VP Vance gave speeches arguing against heavy-handed AI oversight. The administration repealed Biden-era safety executive orders. The philosophy was clear: let American companies innovate.
Then Mythos happened, and suddenly the same administration is reportedly drafting an executive order to create an AI oversight working group. Tech executives and government officials developing review processes for high-risk models. The White House even considered slapping a “supply chain risk designation” on Anthropic itself — treating a US AI company with the same scrutiny usually reserved for foreign tech threats.
When a deregulation administration builds an oversight framework, the threat is real.
The Industry Is Playing Along — For Now
Microsoft’s Chief Responsible AI Officer said the quiet part out loud: companies can’t conduct “evaluations tied to national security and public safety” on their own. “They require close collaboration between industry and governments with deep technical and security expertise.”
OpenAI is positioning itself as a willing oversight partner. Google signed without public comment. xAI — Musk’s company — didn’t respond to press inquiries at all, which is telling given his vocal opposition to AI regulation.
The subtext is obvious: these companies would rather submit to voluntary testing than risk mandatory regulation. Smart calculus. But it raises the real question.

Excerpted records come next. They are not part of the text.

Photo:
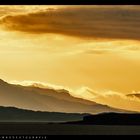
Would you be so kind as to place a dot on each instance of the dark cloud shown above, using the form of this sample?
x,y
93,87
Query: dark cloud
x,y
91,22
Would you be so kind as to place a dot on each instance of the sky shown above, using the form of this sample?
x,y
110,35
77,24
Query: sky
x,y
94,51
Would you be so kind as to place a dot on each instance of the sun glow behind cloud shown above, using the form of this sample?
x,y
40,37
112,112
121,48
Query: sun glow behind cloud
x,y
55,45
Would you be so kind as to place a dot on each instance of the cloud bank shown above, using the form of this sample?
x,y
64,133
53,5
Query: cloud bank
x,y
89,22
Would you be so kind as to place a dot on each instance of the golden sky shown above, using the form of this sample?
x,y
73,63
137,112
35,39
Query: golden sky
x,y
78,47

The Gaps That Should Keep You Up at Night
No published standards. CAISI hasn’t disclosed what it’s actually testing for. Capability assessments are only as good as the threat models behind them.
No enforcement teeth. These are voluntary agreements. If CAISI flags a serious risk, can it block a release? Nothing in the current framework suggests it can.
Open-source blind spot. Meta’s Llama and thousands of open-source projects don’t have corporate entities signing agreements. If oversight only covers the big five, the most dangerous capabilities could proliferate through unregulated channels.
Resource constraints. Georgetown analysts note CAISI simply doesn’t have the manpower, technical staff, or compute to thoroughly test every model. Meanwhile, China already has mandatory pre-release AI review. As Forbes noted, the US is “moving from China’s model to Washington” — but doing it with voluntary handshakes instead of legal mandates.
What This Actually Means
The next ChatGPT, Gemini, or Grok update will have been evaluated by government testers before you see it. Expect slightly longer waits between announcement and availability — but potentially safer products.
More fundamentally, the “move fast and break things” era of AI is over. When Mythos showed that an AI model could compromise essentially any digital system, the old approach of release-first-patch-later became indefensible.
And if Mythos-level capabilities become common — and they will — every organization needs to assume their security will be stress-tested by adversaries wielding superhuman vulnerability discovery. The cybersecurity playbook just got rewritten.
The Beginning, Not the End
Voluntary pre-release testing is a pragmatic first step, not a destination. The White House working group, potential executive orders, and the global scramble to respond to Mythos-class capabilities all point toward much more structured regulation ahead.
The question isn’t whether AI oversight is coming. It’s whether it’ll arrive fast enough to keep pace with the technology.
One thing is clear: the era when frontier AI models could ship without serious government scrutiny is finished. And whatever your position on regulation, that’s probably overdue.